The parts and the whole

Le parti e il tutto
Les parties et le tout

Boards of Appeal (hereinafter, ‘BoAs’) have been established since 1994 for providing natural and legal persons with a first instance review of highly technical decisions taken by certain EU agencies. Since then, BoAs have proliferated in the EU institutional landscape, being established since almost 30 years, in very different and relevant policy fields. Moreover, outliving the ‘specialised courts attached to the General Court’ provided for by Art. 257 TFEU, they have de facto taken their function as first instance reviewer of technical acts, as implicitly recognised by the new Art. 58a of CJEU Statute.

Despite several doubts on their neither-administrative-nor-judicial nature (or, perhaps, exactly thanks to this hybridity?), the institutional model provided by the BoAs has succeeded.

Never the less, in the academic and institutional debates they have been often trapped in a sectorial-based approach. Their case-law is very well known within the professional community to which they belong, yet not outside it. There is often little awareness of their proliferation and the same European Commission still manage them from the perspective and for the needs of the policy field in which they operate. Certainly, this approach is to some extent unavoidable, given their technical specialisation, and it has also to be welcomed: BoAs are different one from the other and their heterogeneity is an added value, since it enables these bodies to satisfy the needs of each policy field and, thence, to better perform their role.

However, their growing quantitative and qualitative relevance, together with the current age of reforms in which the EU Judiciary is living in, calls for a new legal and political thinking.

BoAs area rising as the new institutional model for solving dispute sinhighly technical policyfields. This model does not necessarily imply the harmonisation of the existing bodies to a common pattern. Yet it calls for a discussion on the common problems that the latter face in performing their function and on the best practices that have to be implemented to deal with them.

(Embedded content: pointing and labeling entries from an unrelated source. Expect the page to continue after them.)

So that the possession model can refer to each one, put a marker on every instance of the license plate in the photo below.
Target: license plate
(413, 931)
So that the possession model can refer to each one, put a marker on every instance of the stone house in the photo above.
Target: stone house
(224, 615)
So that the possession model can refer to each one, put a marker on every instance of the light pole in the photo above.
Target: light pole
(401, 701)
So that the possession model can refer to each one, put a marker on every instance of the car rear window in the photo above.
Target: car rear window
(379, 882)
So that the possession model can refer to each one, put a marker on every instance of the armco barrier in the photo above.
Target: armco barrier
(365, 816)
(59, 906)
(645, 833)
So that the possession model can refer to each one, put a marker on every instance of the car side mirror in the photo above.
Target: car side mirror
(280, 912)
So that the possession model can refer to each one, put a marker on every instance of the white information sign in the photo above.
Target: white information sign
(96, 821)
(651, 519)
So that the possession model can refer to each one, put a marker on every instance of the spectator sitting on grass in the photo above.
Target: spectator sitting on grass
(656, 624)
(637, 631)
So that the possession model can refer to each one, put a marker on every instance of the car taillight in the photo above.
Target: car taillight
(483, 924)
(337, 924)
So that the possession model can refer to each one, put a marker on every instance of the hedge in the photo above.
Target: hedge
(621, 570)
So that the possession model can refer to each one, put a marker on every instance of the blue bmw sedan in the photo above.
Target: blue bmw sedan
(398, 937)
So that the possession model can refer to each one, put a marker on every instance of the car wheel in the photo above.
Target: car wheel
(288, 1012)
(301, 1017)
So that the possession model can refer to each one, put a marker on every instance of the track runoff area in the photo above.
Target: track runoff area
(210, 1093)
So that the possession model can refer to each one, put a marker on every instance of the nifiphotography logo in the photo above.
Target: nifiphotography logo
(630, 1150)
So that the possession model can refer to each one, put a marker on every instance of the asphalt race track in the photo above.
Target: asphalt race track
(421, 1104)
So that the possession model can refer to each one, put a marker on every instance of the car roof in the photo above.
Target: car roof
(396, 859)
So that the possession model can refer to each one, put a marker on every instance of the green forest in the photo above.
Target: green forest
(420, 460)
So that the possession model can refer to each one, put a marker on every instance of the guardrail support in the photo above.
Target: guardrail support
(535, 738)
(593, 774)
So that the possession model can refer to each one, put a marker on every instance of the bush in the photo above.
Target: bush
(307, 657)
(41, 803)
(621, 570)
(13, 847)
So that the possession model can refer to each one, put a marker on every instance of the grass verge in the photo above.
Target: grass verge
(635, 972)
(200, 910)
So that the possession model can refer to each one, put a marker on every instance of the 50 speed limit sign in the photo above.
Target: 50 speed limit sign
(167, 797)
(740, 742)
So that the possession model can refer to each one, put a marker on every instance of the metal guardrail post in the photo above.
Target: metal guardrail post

Moreover, this model does not necessarily need to evolve either towards an administrative or a judicial paradigm. Yet it calls for a reflection on how it can be better integrated with that of EU Courts, to increase the overall efficiency of the EU judicial system and, ultimately, the protection of individuals’ rights.

The aim of this Section of the Review is exactly to connect the debates on these bodies to the general ones on the EU Judiciary and to draw attention on legal issues that, although highly technical, can have an impact on the general functioning of EU system of judicial protection.

As a first and concrete step to this direction, the Section hosts the Common Database on EU Agencies’ Boards of Appeal, namely the first one-stop search engine that collects all decisions taken since 2018 by the Boards of Appeal established so far, together with the judgments, orders and opinions adopted by the General Court and the Court of Justice by way of appeal (for a deeper discussion on the Database’s collection methodology, see here).

Edited by the Jean Monnet Module on EU Specialized JudicialProtection chaired by Prof. Jacopo Alberti, which has also launched a call for papers for exploiting its potential, the Common Database on EU Agencies’ Boards of Appeal provides academics and practitioners with a new research tool. It enables horizontal research on common topics such as the standard of review over the agency’s decisions; the individuals’ locus standi before the BoA itself; the definition of the acts reviewable by the latter; the requests of intervention of third parties; etc. Moreover, it gives the possibility to assess the consistency of BoAs’ decisions one with the other as well as with the settled CJEU case-law and to evaluate, from new perspectives, how these bodies could further evolve to enhance the efficiency of the EU judicial system.

So far, BoAs decisions were published on each agency’s website as a bare list of PDFs, often without a search engine nor specifying which decision had been challenged before the EU Courts and with which outcome. This has hindered comparative studies as well as the understanding of the relationship between the BoAs and the CJEU. Ultimately, this has also fostered that ‘silo mentality’ referred above, which nowadays looks quite outdated. In its own small way, the Common Database on EU Agencies’ Boards of Appeal aims at promoting a deeper (and not-only- sectoral) understanding of the BoA’s model.

The same apply for this Section, which hopefully will foster the debates on these less-known parts of the EU judicial machinery, highlighting in particular their relevance (and their untapped potential) for the protection of individuals’ rights as a whole.